Mississippi Geography, Population, Business and History

Mississippi, abbreviated MS and Miss., Is a state of the United States located east of the lower Mississippi River, bordering north to Tennessee, east to Alabama, south to the Gulf of Mexico, and west to Louisiana and Arkansas. Mississippi has an area of ​​125,444 km2 and has 2,984,100 residents (US Census, 2017). The capital and largest city is Jackson.

Mississippi is often called The Magnolia State, the “Magnolia State,” after the magnolia tree, which is widely used in the state.


Most of the state is lowland (highest point: 246 masl). The western part belongs to the Mississippi River plain, by the way, the state lies on the Gulf Coast plain and the hilly country within. The northwest portion drains through Mississippi’s bee Yazoo. To the south flow the Pearl River and the Pascagoula River. Up to five meters high dikes protect Mississippi’s low river plain against flooding.

The climate is humid subtropical. Vicksburg has 9 °C in average temperature for January, 27 °C for July; annual rainfall is approx. 1300 mm. 55 percent of the area is wooded (gold pine, deciduous trees), 35 percent cultivated land.


The population has shown little growth since the 1930s. In the period 1980–1990, the population grew by 2.09 percent annually, in 2000–2004 by two percent annually (against the national average of 4.3 percent). 56.7 percent are considered white, 37.8 percent black and 3.2 percent Hispanic or Latino (US Census, 2017). The proportion of blacks declined for many years due to emigration north (1900: 58.5 per cent blacks), but in recent years the proportion has stabilized. Mississippi is among the least urbanized by the states of the United States, and only 48 percent of the population lived in cities and urban areas in the year 2000. The largest is the capital of Jackson with 166,965 residents (US Census, 2017).
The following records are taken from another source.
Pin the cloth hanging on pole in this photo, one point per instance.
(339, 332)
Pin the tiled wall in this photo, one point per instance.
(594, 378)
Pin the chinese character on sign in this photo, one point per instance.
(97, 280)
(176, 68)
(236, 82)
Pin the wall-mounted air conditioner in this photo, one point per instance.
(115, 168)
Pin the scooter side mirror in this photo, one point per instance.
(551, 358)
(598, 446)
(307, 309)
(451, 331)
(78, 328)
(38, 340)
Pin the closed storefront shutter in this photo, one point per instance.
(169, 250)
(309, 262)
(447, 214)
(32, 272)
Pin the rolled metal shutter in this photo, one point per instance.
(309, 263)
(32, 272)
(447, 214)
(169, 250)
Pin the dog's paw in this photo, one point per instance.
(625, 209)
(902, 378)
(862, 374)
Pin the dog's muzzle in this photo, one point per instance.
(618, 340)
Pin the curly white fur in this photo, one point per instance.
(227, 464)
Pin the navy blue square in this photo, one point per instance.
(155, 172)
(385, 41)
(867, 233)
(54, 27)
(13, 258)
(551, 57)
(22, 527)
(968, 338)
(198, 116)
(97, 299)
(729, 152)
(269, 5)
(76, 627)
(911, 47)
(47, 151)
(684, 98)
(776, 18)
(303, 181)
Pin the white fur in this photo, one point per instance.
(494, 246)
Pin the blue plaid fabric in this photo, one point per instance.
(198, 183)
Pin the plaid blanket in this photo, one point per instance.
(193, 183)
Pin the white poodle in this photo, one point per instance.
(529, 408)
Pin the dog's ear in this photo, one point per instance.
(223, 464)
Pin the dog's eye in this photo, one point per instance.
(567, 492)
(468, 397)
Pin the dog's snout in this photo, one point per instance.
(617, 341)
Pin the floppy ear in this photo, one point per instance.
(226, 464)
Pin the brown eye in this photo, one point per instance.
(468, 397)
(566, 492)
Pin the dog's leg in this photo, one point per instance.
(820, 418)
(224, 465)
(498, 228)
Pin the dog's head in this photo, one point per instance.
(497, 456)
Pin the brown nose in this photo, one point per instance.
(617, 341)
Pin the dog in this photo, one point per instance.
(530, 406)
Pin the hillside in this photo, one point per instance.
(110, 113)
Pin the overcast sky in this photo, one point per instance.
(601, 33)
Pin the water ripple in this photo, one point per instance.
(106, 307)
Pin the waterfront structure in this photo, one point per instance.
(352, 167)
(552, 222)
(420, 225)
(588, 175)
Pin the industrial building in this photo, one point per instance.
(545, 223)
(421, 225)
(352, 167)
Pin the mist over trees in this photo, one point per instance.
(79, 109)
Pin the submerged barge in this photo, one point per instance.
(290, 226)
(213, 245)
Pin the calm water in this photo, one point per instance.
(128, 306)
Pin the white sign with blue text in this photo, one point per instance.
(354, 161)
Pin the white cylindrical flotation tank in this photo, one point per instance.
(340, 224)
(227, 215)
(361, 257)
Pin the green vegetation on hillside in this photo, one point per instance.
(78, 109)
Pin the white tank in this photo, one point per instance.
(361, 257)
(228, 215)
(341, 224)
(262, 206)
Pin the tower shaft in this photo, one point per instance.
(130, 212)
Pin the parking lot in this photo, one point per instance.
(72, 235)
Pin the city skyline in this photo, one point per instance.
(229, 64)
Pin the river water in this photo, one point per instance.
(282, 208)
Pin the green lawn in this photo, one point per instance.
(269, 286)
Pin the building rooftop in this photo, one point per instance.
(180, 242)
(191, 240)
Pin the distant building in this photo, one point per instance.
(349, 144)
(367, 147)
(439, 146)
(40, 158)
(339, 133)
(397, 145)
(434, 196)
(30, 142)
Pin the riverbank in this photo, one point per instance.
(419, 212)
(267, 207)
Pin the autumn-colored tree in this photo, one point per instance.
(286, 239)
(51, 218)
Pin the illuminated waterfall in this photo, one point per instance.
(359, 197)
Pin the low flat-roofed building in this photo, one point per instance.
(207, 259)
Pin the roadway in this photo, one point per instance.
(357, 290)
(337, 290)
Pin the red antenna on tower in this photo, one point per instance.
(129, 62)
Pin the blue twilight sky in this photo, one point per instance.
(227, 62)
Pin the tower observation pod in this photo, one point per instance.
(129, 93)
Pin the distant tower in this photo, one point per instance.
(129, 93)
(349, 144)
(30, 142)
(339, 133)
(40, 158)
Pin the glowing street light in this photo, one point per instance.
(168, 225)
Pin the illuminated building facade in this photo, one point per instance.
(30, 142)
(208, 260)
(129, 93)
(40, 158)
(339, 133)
Mississippi sends two senators and four representatives to Congress.


Until recently, Mississippi was one of the least industrialized states in the United States, and agriculture remains the most important trade route. Cotton production is surpassed only by Texas and California, but today soybeans have a greater production value. Then comes pet products, corn, peanuts, rice, sugar cane and sweet potatoes. On the Gulf coast, some shrimp and oysters are caught.

Almost all mineral production consists of oil and natural gas. The industry consists mainly of the processing of agricultural and forestry products, including the textile, furniture, food and transport industries as well as chemical and petrochemical plants.


The Spaniard Hernando de Soto came to the Mississippi area as the first European in 1539, but he made no attempt to colonize the country. In 1682, René Robert Cavelier de La Salle formally took possession of the French king and named it Louisiana after Louis 14. In 1699, the French built the first Mississippi colony, which was part of Louisiana, until all land east of the river 1763 was surrendered to Britain. In 1817, Alabama was separated, and Mississippi was admitted as a state with the present boundaries.

The economy was largely based on cotton plantations, and Mississippi became one of the most pronounced slave states, which during the American Civil War was part of the Southern Confederation. Segregation between blacks and whites was widely practiced until the 1960s. Mississippi has the highest percentage of blacks in the United States, according to the Federal District of Columbia. The state has a tragic racial past and actively resisted the abolition of the racial divide in the 1950s and 1960s. It was not until 1995 that it ratified the 13th Constitutional Supplement, which abolished slavery in 1865.